Here's is the current data in users table:
user date
John 2020-07-07 13:00:00
Ann 2020-07-07 14:00:00
Frank 2020-07-07 15:00:00
Let's assume that it's this pipeline's first run, so the query executed by Logstash will look more or less like this:
select * from db where date > '1970-01-01 00:00:00' order by date asc
With above settings, Logstash will pull all 3 rows and create 3 json documents. Immediately after that, it will create /last_run_metadata/.test file with the last date it will pull from users table.
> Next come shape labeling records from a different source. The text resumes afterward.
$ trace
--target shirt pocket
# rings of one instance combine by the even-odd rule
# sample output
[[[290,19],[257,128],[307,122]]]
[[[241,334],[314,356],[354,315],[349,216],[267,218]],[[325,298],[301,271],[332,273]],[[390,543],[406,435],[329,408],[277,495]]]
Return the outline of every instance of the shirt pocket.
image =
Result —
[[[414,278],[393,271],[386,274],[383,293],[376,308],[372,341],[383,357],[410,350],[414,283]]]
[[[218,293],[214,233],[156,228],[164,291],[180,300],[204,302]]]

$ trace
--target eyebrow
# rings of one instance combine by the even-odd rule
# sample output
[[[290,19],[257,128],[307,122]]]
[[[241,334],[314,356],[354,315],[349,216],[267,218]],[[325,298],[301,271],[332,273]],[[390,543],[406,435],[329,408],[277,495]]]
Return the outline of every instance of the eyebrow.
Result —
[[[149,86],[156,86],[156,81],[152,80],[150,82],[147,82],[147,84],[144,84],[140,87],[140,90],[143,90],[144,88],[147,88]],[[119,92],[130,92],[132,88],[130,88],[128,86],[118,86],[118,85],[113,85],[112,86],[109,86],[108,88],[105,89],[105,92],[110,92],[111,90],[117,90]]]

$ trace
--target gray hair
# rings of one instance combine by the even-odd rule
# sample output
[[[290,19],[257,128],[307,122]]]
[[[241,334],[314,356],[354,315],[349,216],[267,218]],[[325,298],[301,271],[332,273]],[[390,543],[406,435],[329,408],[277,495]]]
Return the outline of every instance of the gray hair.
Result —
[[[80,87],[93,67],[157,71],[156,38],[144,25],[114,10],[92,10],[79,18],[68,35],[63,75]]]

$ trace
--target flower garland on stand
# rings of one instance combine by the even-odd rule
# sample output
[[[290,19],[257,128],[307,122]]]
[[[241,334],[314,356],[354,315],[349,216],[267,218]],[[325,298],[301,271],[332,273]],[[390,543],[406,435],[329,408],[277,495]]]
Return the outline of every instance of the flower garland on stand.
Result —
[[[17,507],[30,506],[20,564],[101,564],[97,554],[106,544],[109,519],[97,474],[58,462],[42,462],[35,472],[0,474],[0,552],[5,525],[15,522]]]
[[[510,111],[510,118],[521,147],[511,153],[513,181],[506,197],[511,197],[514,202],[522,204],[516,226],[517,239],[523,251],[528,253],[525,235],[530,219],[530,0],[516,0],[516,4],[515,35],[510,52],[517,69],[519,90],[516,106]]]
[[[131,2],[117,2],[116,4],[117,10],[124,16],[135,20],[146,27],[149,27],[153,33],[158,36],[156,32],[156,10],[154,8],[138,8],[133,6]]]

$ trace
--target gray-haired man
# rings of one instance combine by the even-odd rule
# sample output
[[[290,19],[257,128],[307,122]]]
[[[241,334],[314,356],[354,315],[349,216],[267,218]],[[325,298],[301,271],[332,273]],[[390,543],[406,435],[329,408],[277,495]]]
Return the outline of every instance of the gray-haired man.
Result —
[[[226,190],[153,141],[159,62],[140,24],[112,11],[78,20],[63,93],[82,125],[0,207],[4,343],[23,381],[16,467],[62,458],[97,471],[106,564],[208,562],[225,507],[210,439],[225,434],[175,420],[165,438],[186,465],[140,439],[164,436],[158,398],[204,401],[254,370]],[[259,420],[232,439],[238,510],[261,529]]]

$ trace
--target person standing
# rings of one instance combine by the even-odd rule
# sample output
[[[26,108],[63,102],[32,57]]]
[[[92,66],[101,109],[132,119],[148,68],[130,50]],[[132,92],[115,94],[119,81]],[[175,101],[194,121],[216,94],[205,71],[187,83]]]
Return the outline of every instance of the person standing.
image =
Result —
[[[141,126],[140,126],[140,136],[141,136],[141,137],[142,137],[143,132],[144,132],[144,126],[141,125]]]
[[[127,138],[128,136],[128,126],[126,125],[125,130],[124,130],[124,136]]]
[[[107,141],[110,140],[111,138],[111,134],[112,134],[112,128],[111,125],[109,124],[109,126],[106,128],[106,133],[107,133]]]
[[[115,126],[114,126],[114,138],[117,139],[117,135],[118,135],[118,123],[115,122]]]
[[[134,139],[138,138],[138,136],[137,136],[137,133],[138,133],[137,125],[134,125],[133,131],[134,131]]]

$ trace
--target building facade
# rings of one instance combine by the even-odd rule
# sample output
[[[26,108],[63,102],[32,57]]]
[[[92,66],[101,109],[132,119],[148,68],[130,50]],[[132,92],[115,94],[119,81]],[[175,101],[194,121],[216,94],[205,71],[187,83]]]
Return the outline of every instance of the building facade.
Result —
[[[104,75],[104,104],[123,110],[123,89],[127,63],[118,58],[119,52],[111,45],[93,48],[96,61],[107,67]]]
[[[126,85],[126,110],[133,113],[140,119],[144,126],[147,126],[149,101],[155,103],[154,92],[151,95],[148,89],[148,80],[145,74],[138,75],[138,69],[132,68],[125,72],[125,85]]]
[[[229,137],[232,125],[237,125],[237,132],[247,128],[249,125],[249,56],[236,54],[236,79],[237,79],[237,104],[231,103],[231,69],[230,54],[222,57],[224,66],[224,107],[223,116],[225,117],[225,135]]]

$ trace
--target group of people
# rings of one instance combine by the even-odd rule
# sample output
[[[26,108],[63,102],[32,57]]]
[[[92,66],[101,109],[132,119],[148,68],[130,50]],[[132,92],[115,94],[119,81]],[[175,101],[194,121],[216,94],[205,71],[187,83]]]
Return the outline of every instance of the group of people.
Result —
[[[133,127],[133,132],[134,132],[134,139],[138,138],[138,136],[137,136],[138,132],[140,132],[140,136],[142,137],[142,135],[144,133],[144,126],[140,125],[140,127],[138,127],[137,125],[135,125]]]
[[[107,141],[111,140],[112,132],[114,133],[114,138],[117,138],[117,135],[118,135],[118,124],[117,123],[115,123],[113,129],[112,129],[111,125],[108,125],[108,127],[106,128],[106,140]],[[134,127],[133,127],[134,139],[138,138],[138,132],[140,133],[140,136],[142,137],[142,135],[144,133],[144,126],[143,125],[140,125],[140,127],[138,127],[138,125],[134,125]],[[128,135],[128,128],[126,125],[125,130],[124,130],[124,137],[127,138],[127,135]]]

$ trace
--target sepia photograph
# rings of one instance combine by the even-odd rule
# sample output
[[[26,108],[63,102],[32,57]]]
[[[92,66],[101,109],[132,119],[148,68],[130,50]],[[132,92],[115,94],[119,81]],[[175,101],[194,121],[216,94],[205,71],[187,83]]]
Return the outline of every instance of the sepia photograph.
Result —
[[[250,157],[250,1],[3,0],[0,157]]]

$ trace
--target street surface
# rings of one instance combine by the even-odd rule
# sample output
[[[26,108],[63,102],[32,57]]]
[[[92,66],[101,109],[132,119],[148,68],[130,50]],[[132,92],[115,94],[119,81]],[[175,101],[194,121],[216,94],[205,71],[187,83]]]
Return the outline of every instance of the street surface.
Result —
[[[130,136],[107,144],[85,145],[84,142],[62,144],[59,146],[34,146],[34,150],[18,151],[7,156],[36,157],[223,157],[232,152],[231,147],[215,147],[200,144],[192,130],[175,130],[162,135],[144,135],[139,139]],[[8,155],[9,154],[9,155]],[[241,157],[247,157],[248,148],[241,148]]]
It should be 2020-07-07 15:00:00 as this is the last date from the dataset, but due to timezone difference, Logstash will add two hour difference and the actual content of /last_run_metadata/.test will look like this:
--- 2020-07-07 17:00:00.000000000 Z
After our pipeline finished working, and before the next run, there are two rows added to users table so it looks like this:
user date
John 2020-07-07 13:00:00
Ann 2020-07-07 14:00:00
Frank 2020-07-07 15:00:00
Marry 2020-07-07 15:02:00
Gary 2020-07-07 15:04:00
The next pipeline run will contain the content of .test file and will look like this:
select * from db where date > '2020-07-07 17:00:00' order by date asc
And it will not retreive any data, as there are no records with dates greated than 2020-07-07 17:00:00 even though there are new records added to the table after the last run of our pipeline.
As a workaround we altered the statement, to offset those two hours:
select * from db where date > DATEADD(HOUR, -2, :sql_last_value) order by date asc
but it's not very flexible as there might be clients from other timezones as well.
Is there a better solution to handle that?